Seeing both graphics the success of the square root transformation is evident. Whites migrant flow certainly appears larger than Nonwhite, but not so large that the Nonwhite patterns are obliterated. Population increase over time in the first graphic is apparent, but once again does not drown out the other interesting patterns. Even small flows of only 3,000 migrants remain visible.

I will leave further commentary on the story to the finished graphics — just like Minard we included a detailed description and explanation for what you are looking at and why you should care in each.

Mimicking Minard

I learned a little bit about imitating different types of old manuscripts through my series parodying classic data visualization.

how to style an old-timey data viz. see more here

Old paper textures, noisy color fills, and careful font selection all combine for a convincing graphic that sometimes can even fool the audience. You can read more about this part of the process in this design essay about the making of the history of data viz interactive with modern graphic tools.

Much more important than convincing textures and colors was to understand how Minard communicated flow. Revisiting my survey of all of Minard’s works I was able to identify many guiding principles from the old master such as “annotations go with the flow.” Read all general lessons from studying Minard’s work in this tweetstorm. I particularly find the way his flows organically mege into and out of one another quite beautiful.

For Minard, annotations go with the flow.

A specific challenge in making our flows was how to indicate flow direction. Arrows make nice pointers and are preferable to other directional solutions such as color gradients, but arrow heads can be bothersome: their size bullies the rest of the graphic. For us pointed tips indicate the destination end of each flow without dominating the graphic. They are balanced on the origin end with a correspondingly simple semicircle mask that suggests the feathered backend of an arrow.
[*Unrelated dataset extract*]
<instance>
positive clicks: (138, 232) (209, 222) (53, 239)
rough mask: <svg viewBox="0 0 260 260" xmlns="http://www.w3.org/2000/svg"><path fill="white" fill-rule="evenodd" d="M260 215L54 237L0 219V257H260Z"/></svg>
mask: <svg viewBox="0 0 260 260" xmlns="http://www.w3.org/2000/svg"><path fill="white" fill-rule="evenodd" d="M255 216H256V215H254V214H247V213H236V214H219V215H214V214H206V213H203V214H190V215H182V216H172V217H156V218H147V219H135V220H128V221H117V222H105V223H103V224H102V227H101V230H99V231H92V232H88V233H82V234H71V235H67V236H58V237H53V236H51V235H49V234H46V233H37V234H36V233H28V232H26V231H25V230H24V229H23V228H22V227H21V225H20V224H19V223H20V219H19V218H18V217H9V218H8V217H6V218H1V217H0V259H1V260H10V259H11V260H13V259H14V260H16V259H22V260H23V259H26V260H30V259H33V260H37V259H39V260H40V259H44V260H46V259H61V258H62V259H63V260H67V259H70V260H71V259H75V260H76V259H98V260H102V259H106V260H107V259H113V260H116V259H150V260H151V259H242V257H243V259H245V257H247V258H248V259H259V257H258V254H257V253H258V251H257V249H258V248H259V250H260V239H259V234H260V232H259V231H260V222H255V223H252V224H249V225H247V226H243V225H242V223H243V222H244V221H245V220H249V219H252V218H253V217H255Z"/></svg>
flows merge in and out in our graphics

Our flow design was executed in Adobe Creative Cloud Illustrator by: 1. draw arc splines with custom point shape 2. scale width to match transformed data value 3. expand to a filled shape 4. merge flows 6. mask the origin of each flow with a label-centered circle 7. color and texture with noise.

Now that I’ve written it out that sounds like a lot of work. A multi-step process like this can become frustrating if something small needs to be tweaked and the entire stack unravels, all in pursuit of attaining a hand-drawn aesthetic. In fact the American map was inked by hand and then scanned. Sometimes the old ways are best.

mimic hand-drawn map by drawing the map by hand

Coda

You can only imagine my delight when I heard from Significance’s editor Brian Tarran (who saved me from publishing more than one error) that our story would be featured on the cover of its October 2017 issue. I was so excited to receive it in the mail just last week, not enough data storytelling escapes the virtual world:

I am very grateful to Howard Wainer for bringing me on this project, it has taught me so much: data-munging dusty records, powerful transformations, Minardian design, and of course the Great Migration. I hope this essay communicates the care that was taken in considering many design decisions and points to a future rich with inspiring data stories.